For the last two centuries, humanity has successfully coped with the automation of many tasks using mechanical and electrical devices, and these devices faithfully serve people in their everyday life. In the second half of the twentieth century, human attention has turned to the automation of natural language processing. People now want assistance not only in mechanical, but also in intellectual efforts.
We need resources for NLP, the problem is that most of them are in English (such as wordnet and General Enquirer), and only just a few in the other languages. Lexical and ontological resources are fundamental for NLP. This puts non-English speakers in a serious disadvantage.
The most-used language on the Internet according to Wikipedia is English. Although the total number of native English speakers in the world is about 322 millions, which is only around one fifth of the total internet users; the amount of English web content approaches 80%.
Generally speaking, when a language has got the position of a universal language, the position tends to be affirmed and extended by itself. Since "everyone" knows and uses English, people are almost forced to learn English and use it, and learn it better.
Besides the importance of the Internet grows rapidly in all fields of human life, including not only research and education but also marketing and trade as well as entertainment and hobbies.
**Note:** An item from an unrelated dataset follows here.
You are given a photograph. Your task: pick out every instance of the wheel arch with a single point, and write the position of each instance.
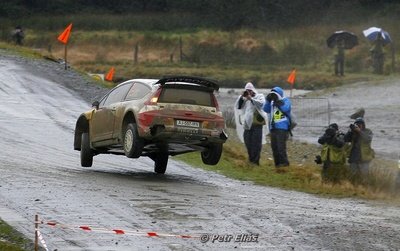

This implies that it becomes more and more important to know how to use Internet services and, as a part of this, to read and write English.
But English is changing fast too. There is no area of the culture that collision's more intensely than that, for the web has changed English more radically than any invention since paper, and much faster. According to Paul Payack, who runs the Global Language Monitor, "there are currently 988,974 words in the English language, with thousands more emerging every month". By his calculation, English will adopt its one millionth word in late November. To put that statistic another way, for every French word, there are now ten in English.
So far from debasing the language, the rapid expansion of English on the web may be enriching the mother tongue. Like Latin, it has developed different forms that bear little relation to one another: a speaker of Hinglish (Hindi-English) would have little to say to a Chinglish speaker. But while the root of Latin took centuries to grow its linguistic branches, modern non-standard English is evolving at fabulous speed. The language of the internet itself, the cyberisms that were once the preserve of a few web boffins, has simultaneous expanded into a new argot of words and idioms: Ancient or Classic Geek has given way to Modern Geek.